Site icon Ryadel

Analysis of Linux Memory Management Mechanism

Linux - Come inviare E-Mail con sSMTP (con configurazioni-tipo per GMail, Aruba e Yahoo)
[TOC]

This article makes a simple analysis of the Linux memory management mechanism, trying to make you quickly understand some of the Linux memory management concepts and effective use of some management methods.

Linux 2.6 started to support the NUMA (Non-Uniform Memory Access) memory management mode. In a multi-CPU system, memory is divided into different Nodes by CPU. Each CPU has a Node. The speed of accessing a local Node is much faster than accessing Nodes on other CPUs.

View NUMA hardware information by numactl -H , you can see the size of the two nodes and the corresponding CPU core, and the distances of the CPU access node. As shown below, the distances from the CPU to the remote node are more than twice that of the local node.

View the NUMA statistics through numastat, including the number of memory allocation hits, misses, the number of local distribution, and the number of remote distributions.

Zone

The following node is divided into one or more zones, why there are zones, two reasons: 1. DMA devices can access a limited range of memory (ISA device can only access 16MB); 2.x86-32bit system address space is limited (32 The bit can only be 4GB at most), in order to use more memory, need to use HIGHMEM mechanism.

ZONE_DMA

The lowest memory area in the address segment is used for DMA (Industry Standard Architecture) device DMA access. In the x86 architecture, the Zone size is limited to 16MB.

ZONE_DMA32

The Zone is used for DMA devices that support the 32-bit address bus and is only available in 64-bit systems.

ZONE_NORMAL

The Zone's memory is directly mapped to a linear address by the kernel and can be used directly. In the X86-32 architecture, the address range of the zone is 16MB~896MB. In the X86-64 architecture, all the memory except the DMA and DMA32 is managed in the NORMAL zone.

ZONE_HIGHMEM

The Zone is only available on 32-bit systems and maps over 896MB of memory space by creating temporary page tables. That is, when the access is needed, the mapping relationship between the address space and the memory is established. After the access ends, the mapping relationship is released and the address space can be used for memory mapping of other HIGHMEMs.

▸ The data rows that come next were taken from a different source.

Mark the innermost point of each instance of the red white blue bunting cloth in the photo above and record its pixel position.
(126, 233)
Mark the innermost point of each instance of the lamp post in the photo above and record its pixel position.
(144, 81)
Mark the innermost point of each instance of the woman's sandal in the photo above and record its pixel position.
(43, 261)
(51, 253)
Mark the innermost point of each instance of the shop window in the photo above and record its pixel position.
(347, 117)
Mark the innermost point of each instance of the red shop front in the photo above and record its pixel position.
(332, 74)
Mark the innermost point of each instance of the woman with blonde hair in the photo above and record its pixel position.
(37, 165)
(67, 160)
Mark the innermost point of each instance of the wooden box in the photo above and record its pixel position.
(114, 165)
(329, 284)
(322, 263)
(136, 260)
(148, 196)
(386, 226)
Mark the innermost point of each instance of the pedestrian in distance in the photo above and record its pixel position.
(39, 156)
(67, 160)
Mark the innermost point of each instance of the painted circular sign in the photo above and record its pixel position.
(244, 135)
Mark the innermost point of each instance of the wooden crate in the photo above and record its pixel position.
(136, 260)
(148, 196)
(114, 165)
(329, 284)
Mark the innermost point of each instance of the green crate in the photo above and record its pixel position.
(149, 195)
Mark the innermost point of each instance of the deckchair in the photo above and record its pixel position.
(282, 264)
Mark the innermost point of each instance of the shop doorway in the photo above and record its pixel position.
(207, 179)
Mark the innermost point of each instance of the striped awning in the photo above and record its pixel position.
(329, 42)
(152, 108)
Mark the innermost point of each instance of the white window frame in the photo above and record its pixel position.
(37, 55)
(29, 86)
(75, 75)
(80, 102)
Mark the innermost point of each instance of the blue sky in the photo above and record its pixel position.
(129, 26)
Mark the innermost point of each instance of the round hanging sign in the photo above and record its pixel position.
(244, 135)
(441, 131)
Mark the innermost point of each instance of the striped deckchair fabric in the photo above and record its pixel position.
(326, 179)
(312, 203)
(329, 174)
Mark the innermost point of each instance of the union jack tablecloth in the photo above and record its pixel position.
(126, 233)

Zone related information can be viewed through /proc/zoneinfo . As shown below, there are two Nodes on the X86-64 system. Node0 has three zones: DMA, DMA32, and Normal. There is only one Normal Zone on Node1.

Page

Page is the basic unit of Linux underlying memory management and its size is 4KB. A Page is mapped to a contiguous piece of physical memory, and memory allocation and release must be done in Page units. The mapping of the process virtual address to the physical address is also performed through the Page Table page table. Each entry in the page table records the physical address corresponding to the virtual address of a Page.

TLB

Memory access needs to search for the Page structure corresponding to the address. This data is recorded in the page table. All accesses to the memory address must first query the page table, so the page table has the highest number of accesses.

In order to increase the speed of accessing the page table, the TLB (Translation Lookaside Buffer) mechanism was introduced to cache more pages in the CPU cache. Therefore, an important item in the performance statistics of the CPU is the TLB miss statistic item of the L1/L2 cache. In a large-memory system, for example, 256 GB of memory has a total of 256 GB/4 KB=67,108,864 page table entries.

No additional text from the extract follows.